今回の売りは、米国債カーブが1年ぶりの水準にフラット化する中で発生した。5年物と30年物のスプレッドは81ベーシスポイントに縮小した。この動きは、新議長ケビン・ウォーシュ体制下でFRBの金利がより長期間高止まりするとの見方をトレーダーが織り込んだことによる短期債の売りを反映している。FRBのクリストファー・ウォーラー理事(以前はハト派)は先週、次の利上げは利下げと同じくらい可能性が高いと述べ、カシュカリ氏の水曜日の発言がそのシフトを強化した。
ING、ゴールドマン・サックス、バークレイズは、原油主導のインフレが緩和しても、公的債務負担とAIへの設備投資需要を考慮すると、長期金利の高止まりは完全には解消されない可能性があると指摘している。カーブが最後にこの水準に達したのは2025年5月で、その後株式市場は持続的なボラティリティ期間に入った。金利敏感な銀行株にとって、フラットなカーブが継続すると、短期借入コストと長期貸出金利のスプレッドが縮小し、純金利マージンが圧迫される。

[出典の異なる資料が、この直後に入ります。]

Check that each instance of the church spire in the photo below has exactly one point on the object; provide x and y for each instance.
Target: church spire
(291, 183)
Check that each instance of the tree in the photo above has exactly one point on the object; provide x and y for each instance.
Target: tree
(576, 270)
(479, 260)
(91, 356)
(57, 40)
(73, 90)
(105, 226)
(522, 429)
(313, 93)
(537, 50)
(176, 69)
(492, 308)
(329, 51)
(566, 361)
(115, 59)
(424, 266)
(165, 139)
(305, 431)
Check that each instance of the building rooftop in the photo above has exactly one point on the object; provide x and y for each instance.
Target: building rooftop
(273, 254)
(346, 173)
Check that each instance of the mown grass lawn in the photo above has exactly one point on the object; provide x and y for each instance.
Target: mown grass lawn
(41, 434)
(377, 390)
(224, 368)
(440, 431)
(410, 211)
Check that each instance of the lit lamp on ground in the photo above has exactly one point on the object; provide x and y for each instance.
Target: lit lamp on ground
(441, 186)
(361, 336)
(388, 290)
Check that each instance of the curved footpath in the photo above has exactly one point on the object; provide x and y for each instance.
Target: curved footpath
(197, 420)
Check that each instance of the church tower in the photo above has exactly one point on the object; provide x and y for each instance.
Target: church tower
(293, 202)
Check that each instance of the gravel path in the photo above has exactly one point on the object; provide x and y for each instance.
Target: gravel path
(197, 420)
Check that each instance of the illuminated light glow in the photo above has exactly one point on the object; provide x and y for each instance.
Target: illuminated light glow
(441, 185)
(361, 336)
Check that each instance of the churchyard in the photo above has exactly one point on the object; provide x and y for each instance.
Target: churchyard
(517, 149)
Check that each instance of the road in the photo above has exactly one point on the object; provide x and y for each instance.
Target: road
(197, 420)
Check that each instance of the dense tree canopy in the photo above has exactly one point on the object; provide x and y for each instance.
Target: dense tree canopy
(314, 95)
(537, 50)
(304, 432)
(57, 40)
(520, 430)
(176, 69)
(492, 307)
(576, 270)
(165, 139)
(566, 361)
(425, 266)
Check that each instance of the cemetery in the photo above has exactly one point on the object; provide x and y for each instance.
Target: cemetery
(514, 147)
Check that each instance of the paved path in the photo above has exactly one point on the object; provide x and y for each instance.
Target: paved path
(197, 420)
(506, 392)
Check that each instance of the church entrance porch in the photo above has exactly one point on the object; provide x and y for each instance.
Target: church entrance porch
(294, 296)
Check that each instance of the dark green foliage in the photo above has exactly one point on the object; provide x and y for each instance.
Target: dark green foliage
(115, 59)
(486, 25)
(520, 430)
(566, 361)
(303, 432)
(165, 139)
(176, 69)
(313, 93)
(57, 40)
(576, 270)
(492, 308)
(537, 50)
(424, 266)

JPモルガンの下落は、S&P500とナスダックが最高値で引けた市場全体の動きとは対照的だった。UBSがマイクロン・テクノロジーの目標株価を3倍の1,625ドルに引き上げ、同社株が19%急騰したことが背景にある。メガキャップ・テクノロジーと金利敏感な金融セクターの乖離は、現在の上昇相場の幅の狭さを浮き彫りにしている。JPモルガンによると、ディフェンシブ銘柄に対する米国シクリカル銘柄のゴールドマン・サックスのバスケットは、18年前の水準で取引されている。
この乖離は、利益モメンタムの格差拡大も反映している。AI主導の半導体企業が急増する需要の恩恵を受ける一方、銀行株は不透明な金利経路と、景気減速時の信用悪化の可能性という逆風に直面している。JPモルガンにとって、今回の売りは金利見通しが不透明な中で銀行株に年初来の圧力をかけ続けている流れをさらに強めるものだ。同行自身の分析によれば、イラン紛争が沈静化し金利懸念が薄れれば、金融セクターはバリュー株や低ボラティリティ・セクターへの回帰の中で主要な受益者の一つとなり得るという。
本記事は情報提供のみを目的としており、投資助言を構成するものではありません。